Yoga postures to improve intelligence

Yoga is not just physical activity but rather is aimed towards the overall growth of human being by fostering brain activity. It also helps in increasing concentration,memory power, confidence, energy level etc. It also helps in maintaining the equilibrium of body and mind and also helps in increasing the enduring capacity of the human being. This simultaneous improvement in physical endurance and intelligence traits sums up the importance of yoga in one’s life. There are some specific asanas aimed towards accommodating these features explicitly. They are as follows:

Tolangulasana (Weighing scale pose)

This asana is an extension of Padmasana. Those who practice Padmasana can easily gain mastery of this asana.Practice of Tolangulasana improves concentration and makes one more attentive and sharp.

Directions for practice:
Sit down and stretch your legs

Sit down and stretch your legs. Bend the right leg and keep it on the left thigh with the foot of the right leg posing upwards. Do the same with left leg. Now the practitioner is in the position of Padmasana. Sit on Padmasana. Place the hands by the side of the hip. Raise your upper torso from hip to head pressing on the hands. Raise lower part-that is the Padmasana. Head, backbone will remain on the same line. Stay in this pose for 30 to 1 minutes.

Benefits:
Stomach muscle stretches and body lightens. Back bone and thigh bones become stronger. Moreover as we extend awareness to our body parts concentration naturally improves.
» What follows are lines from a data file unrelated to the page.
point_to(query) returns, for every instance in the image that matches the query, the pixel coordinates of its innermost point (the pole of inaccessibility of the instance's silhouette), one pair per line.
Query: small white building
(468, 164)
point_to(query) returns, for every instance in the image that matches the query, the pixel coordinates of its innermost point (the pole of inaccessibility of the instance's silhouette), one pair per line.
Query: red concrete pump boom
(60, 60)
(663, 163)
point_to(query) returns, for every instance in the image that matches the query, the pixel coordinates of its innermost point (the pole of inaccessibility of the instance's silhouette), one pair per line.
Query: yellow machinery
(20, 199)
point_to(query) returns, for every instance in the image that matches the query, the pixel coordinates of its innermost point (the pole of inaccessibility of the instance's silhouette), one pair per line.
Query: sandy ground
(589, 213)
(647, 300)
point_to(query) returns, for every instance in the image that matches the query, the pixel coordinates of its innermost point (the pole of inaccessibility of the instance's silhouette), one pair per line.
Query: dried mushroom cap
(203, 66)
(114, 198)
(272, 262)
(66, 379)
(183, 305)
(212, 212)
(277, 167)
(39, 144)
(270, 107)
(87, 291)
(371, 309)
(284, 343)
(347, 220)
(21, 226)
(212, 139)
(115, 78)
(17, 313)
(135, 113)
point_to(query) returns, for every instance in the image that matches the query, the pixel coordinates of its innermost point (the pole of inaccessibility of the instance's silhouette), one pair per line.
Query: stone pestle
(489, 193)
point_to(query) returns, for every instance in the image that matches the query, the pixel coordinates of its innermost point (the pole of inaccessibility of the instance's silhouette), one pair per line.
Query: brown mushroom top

Ekapadachakrasana -One Legged Wheel Pose

This asana readies the body in the shape of a wheel and while keeping this position if one holds the leg up wards, Ekapadachakrasana sets up.

Directions:
Lie down on your back with feet apart. Now slowly bend your knees and place your feet on the ground close to your body. Now bring your palms under your shoulders such that the fingers point towards the shoulders and the elbows are shoulder-width apart. Inhale and press your palms firmly into the floor. Inhale and lift your shoulders and hips to form an arch like position.When you feel balanced, slowly lift your leg and while balancing your body weight on the other leg and arms, bring your leg up as straight as possible.Slowly bring your leg down again and then lift the other one.Repeat this with alternate legs each time. Come down exhaling and lie town

Benefits:
It is found that those who practice this asana daily have high memory power and their back bone becomes more flexible. Blood circulation improves and body glow augments.

Padahastasana

How to practice: Stand still with legs hip-width apart. Inhale and bend forward and try to touch the knees with the head. Remainin this position for sometime and come back to the normal position.

Benefits: By doing this asana blood circulation improves and consequently, brain will receive more blood thus improving memory power. Muscles in the stomach and waist area become flexible. The glow of the body increases.